A court in Kyiv has sentenced a Russian soldier to life in prison for killing an unarmed civilian in the early days of the Ukraine invasion. The verdict marks the first conviction of a soldier for war crimes since the conflict began at the end of February.
Vadim Shishimarin, a 21-year-old tank commander, pleaded guilty to having killed a 62-year-old man in a village in the northeastern Sumy region on February 28, four days into the war.
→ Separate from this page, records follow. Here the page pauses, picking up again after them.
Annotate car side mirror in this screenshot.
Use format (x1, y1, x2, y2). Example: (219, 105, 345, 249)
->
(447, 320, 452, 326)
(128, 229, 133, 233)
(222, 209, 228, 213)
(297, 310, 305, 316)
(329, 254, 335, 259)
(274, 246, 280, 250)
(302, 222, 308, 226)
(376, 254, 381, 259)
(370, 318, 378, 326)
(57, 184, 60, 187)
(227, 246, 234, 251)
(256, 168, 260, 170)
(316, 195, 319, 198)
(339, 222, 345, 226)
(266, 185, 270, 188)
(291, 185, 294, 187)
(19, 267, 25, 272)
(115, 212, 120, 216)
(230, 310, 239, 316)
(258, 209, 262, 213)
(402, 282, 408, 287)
He testified that he had shot the man from an open car window on the orders of two senior officers.
Shishimarin also told the court that one of his superiors had insisted the Ukrainian man be shot because he was speaking on his mobile phone at the time, and could have given their location away to Ukrainian forces.
During the trial, Shishimarin asked the widow of the victim to forgive him.
His Ukrainian appointed defence lawyer, Victor Ovsyanikov, had argued last Friday that the 21-year-old was unprepared for the "violent military confrontation" and mass casualties that Russian troops had encountered during the invasion.
“Let’s try to put ourselves in the place of at least one of those people in that car, and in general,” Ovsyanikov said. "Did they understand that they had killed a person at the time, or did they just shoot from a machine gun and go on?”
Prosecutors held that the direction to fire had not come from Shishimarin's main commander and so had not constituted an order.
“The arguments of the defence are, so to speak, relevant to the line of defence, but I believe that this in no way refutes the evidence we have provided," prosecutor Andriy Synyuk said. "And I believe that they do not deny the guilt of Shishimarin himself in this criminal offence.”